In a spare one-room office at Nasa’s Silicon Valley campus, a small band of futurists is plotting to save the world. The means are not a revolutionary technology or a new world order (though both may be byproducts). Rather, a new, pseudo-academic institution called Singularity University is going to solve our grand challenges: poverty, hunger, energy scarcity and climate change. Among others. Through a combination of techno-optimism, wide-eyed idealism and belief in the perfectibility of human beings, these well-connected geeks are creating an institution meant to legitimise their most extreme thinking.
Forgive them for dreaming big.

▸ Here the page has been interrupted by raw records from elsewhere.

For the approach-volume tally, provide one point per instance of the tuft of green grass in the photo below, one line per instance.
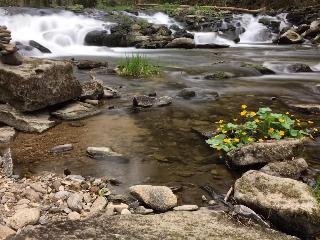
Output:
(137, 66)
(316, 190)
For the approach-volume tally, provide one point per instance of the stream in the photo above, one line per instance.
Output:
(161, 145)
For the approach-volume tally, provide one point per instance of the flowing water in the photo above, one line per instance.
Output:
(160, 145)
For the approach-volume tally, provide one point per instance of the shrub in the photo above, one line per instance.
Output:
(137, 66)
(256, 127)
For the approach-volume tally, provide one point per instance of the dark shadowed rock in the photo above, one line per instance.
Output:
(288, 204)
(36, 122)
(75, 111)
(288, 169)
(37, 83)
(299, 67)
(38, 46)
(265, 152)
(159, 198)
(92, 90)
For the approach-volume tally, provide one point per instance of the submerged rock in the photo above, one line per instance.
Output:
(36, 122)
(75, 111)
(288, 169)
(289, 37)
(92, 90)
(7, 134)
(37, 83)
(147, 101)
(159, 198)
(89, 64)
(288, 204)
(265, 152)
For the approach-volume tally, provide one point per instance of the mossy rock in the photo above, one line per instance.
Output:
(260, 68)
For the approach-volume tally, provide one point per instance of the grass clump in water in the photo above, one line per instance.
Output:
(137, 66)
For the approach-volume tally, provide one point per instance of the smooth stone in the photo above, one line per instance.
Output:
(186, 208)
(74, 216)
(7, 134)
(76, 111)
(159, 198)
(35, 122)
(24, 217)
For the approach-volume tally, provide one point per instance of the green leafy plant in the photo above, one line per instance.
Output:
(137, 66)
(256, 127)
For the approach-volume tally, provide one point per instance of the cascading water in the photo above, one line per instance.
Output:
(62, 33)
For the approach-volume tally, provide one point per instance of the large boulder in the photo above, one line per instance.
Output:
(37, 83)
(289, 169)
(37, 122)
(159, 198)
(288, 204)
(290, 37)
(265, 152)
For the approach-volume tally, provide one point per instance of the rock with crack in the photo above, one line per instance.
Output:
(7, 134)
(75, 111)
(147, 101)
(37, 83)
(159, 198)
(265, 152)
(288, 204)
(36, 122)
(288, 169)
(24, 217)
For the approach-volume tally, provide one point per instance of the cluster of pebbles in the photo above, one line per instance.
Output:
(9, 51)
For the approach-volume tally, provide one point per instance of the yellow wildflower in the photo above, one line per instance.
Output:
(271, 130)
(243, 113)
(252, 114)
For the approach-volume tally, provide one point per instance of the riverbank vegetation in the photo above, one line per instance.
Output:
(137, 66)
(258, 126)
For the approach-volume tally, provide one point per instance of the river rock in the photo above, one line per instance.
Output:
(36, 122)
(37, 83)
(98, 152)
(62, 148)
(75, 202)
(290, 37)
(147, 101)
(89, 64)
(7, 134)
(75, 111)
(288, 204)
(265, 152)
(6, 232)
(92, 90)
(186, 208)
(288, 169)
(159, 198)
(38, 46)
(183, 42)
(24, 217)
(299, 67)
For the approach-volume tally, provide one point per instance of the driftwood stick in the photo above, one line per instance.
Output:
(231, 9)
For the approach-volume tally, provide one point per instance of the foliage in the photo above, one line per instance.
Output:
(256, 127)
(137, 66)
(316, 190)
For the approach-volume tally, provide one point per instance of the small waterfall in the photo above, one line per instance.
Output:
(62, 33)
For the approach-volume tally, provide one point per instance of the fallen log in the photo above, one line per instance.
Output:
(231, 9)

We’re in, after all, the cradle of the personal computer industry, the neighbourhood that brought forth Hewlett-Packard, Apple and Intel. The Googleplex is just north of SU’s office, Yahoo’s campus just south. Nasa tests the wings of its spacecraft here. Stanford University is up the road. And the Singularity team has landed some of these titans as partners in its endeavour.

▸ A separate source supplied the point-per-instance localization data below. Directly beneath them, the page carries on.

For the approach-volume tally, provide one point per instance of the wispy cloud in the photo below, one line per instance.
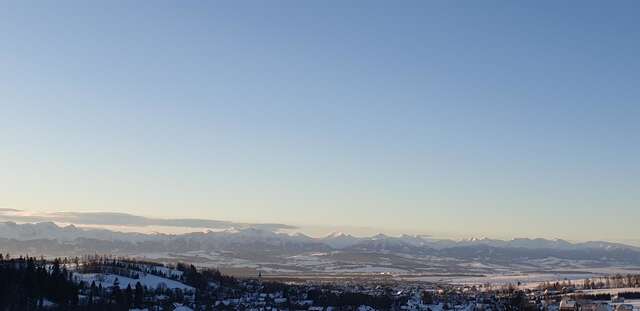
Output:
(124, 219)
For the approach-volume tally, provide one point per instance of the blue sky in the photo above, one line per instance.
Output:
(463, 118)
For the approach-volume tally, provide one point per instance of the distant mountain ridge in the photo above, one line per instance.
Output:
(292, 253)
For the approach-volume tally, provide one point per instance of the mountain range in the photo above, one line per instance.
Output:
(284, 253)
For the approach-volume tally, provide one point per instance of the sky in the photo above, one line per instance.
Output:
(451, 118)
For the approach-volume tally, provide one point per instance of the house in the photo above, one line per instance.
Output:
(568, 305)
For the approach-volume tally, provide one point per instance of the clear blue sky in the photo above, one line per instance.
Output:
(497, 118)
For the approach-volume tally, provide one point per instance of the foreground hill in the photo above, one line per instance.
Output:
(280, 253)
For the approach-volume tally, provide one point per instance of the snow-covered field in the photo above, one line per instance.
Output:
(148, 280)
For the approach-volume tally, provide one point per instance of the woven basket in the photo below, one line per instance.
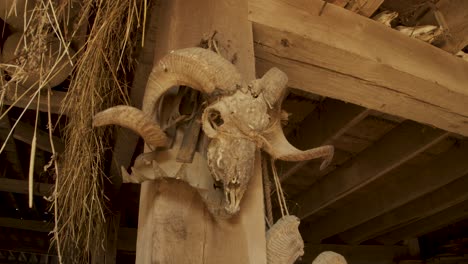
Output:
(329, 257)
(284, 242)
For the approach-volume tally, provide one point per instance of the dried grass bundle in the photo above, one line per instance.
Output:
(99, 81)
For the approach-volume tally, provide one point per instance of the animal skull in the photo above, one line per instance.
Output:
(239, 119)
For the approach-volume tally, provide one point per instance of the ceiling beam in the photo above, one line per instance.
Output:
(395, 189)
(453, 13)
(425, 206)
(21, 186)
(323, 127)
(364, 7)
(384, 155)
(357, 254)
(426, 225)
(352, 58)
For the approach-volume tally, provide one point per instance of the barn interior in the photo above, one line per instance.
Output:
(390, 93)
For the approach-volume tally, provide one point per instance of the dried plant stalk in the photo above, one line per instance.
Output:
(99, 81)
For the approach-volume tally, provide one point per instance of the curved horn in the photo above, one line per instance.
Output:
(198, 68)
(278, 147)
(273, 83)
(135, 120)
(329, 257)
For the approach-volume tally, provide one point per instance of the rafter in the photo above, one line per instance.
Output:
(395, 189)
(425, 206)
(380, 158)
(323, 127)
(352, 58)
(428, 224)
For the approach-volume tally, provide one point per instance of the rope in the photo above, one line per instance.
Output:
(279, 190)
(267, 192)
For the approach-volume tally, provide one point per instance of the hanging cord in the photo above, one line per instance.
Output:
(279, 190)
(267, 192)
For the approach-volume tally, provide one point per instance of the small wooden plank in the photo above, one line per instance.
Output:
(352, 58)
(340, 3)
(395, 189)
(323, 127)
(364, 7)
(380, 158)
(189, 142)
(425, 206)
(364, 254)
(21, 186)
(426, 225)
(25, 132)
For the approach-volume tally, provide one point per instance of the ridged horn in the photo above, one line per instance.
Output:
(198, 68)
(329, 257)
(279, 148)
(273, 83)
(134, 119)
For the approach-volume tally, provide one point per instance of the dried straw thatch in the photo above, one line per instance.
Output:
(104, 33)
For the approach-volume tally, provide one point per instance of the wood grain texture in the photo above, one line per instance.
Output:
(393, 190)
(174, 225)
(380, 158)
(427, 205)
(349, 57)
(455, 18)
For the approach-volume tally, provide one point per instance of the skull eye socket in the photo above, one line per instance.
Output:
(215, 119)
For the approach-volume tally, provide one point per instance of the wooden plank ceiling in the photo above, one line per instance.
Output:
(395, 108)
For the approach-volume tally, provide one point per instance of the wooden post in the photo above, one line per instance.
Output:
(174, 225)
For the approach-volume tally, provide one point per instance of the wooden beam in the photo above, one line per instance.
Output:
(364, 7)
(455, 19)
(426, 225)
(425, 206)
(21, 186)
(174, 224)
(352, 58)
(364, 254)
(386, 154)
(394, 189)
(323, 127)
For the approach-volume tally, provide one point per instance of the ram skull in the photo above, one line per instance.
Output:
(239, 118)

Nasa offers more than office space: it’s the host, and will grant access to its specialists and facilities. Pete Worden, the director at Nasa’s Silicon Valley-based Ames Research Centre, is an enthusiastic supporter and brought the university on campus. Meanwhile, Google, the first corporate partner, has contributed $250,000 – and Google co-founder Larry Page attended the first meeting on the university last autumn. As one Singularity staffer said: “Here in Silicon Valley, we’re at the centre of the vortex.”